According to The Guardian, he was born in Iran and later moved to London, where he continued a career that combined artistic and technological interests.
Earlier in his life, he spent two weeks in an Iranian maximum-security prison after helping organize a music festival.
The events that unfolded in Iran earlier this year pushed him in a different direction.
Koosha describes watching footage emerge through social media before communications were disrupted.
“This made me political. This is where I drew the line. I thought: You know what, I’m going to make the first film about this. It’s time to use technology to keep something alive.”
For him, the project became less about experimenting with software and more about documenting a moment he feared could quickly disappear from public attention.
A feature made after hours
One reason the film has attracted attention is the speed of its production.
Koosha has worked on the project during evenings at home while continuing his day job as chief executive of AI company Claigrid.
Deadline reported that the film was completed in roughly two months for approximately $2,000.
That figure would be almost unimaginable for a traditional feature tackling large-scale protest scenes.
Koosha said: “If you wanted to do it in CGI, it would cost millions. I spent under $2,000.”
The script itself was written by people rather than generated by AI. According to The Guardian, Koosha used AI tools to help refine language and organize ideas, but the creative direction, editing and music composition remained human-led.
The production process allowed him to revise scenes rapidly without the financial consequences that typically accompany major changes during filming.
One performer became an entire cast
Perhaps the most unusual aspect of the production involved the voices.

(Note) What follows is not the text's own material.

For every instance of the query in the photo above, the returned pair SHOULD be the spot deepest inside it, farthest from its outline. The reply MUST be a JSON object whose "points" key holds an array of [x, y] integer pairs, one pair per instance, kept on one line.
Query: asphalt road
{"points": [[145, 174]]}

According to The Guardian, Koosha performed every role himself before using AI tools to transform the recordings into different characters.
A young woman, an older man and other figures in the story all originated from the same performer before being digitally altered.
That process highlights one of the central tensions surrounding AI filmmaking.
Supporters argue that these tools can dramatically lower costs and expand opportunities for independent creators.
Critics respond that the same technology could reduce demand for actors, voice performers and other creative professionals.
Koosha acknowledges those concerns. He has suggested that future productions could involve licensed likenesses and revenue-sharing arrangements with performers.
At the same time, he does not see AI as suitable for every project.
According to The Guardian, he believes some stories should continue to be told through conventional filmmaking methods and live performances.
The wider argument is just beginning
The debate surrounding Dreams of Violets extends well beyond a single film.
Across Hollywood and the independent sector, producers are exploring ways to use generative AI in development, visual effects, dubbing and post-production.
Unions and creative organizations continue pushing for protections governing how artists’ work and likenesses can be used.
What makes Dreams of Violets significant is not simply that it exists, but that it has reached a stage where audiences can judge the results for themselves.
Koosha has repeatedly emphasized that he views AI as a creative instrument rather than a replacement for artists.
“I’m not selling AI. I’m just trying to use a tool to tell a story,” he told The Guardian.
Whether audiences embrace that argument remains to be seen. What is clear is that a film produced on a laptop-sized budget is now appearing at one of America’s most prominent festivals, ensuring that questions about AI and filmmaking will remain impossible for the industry to ignore.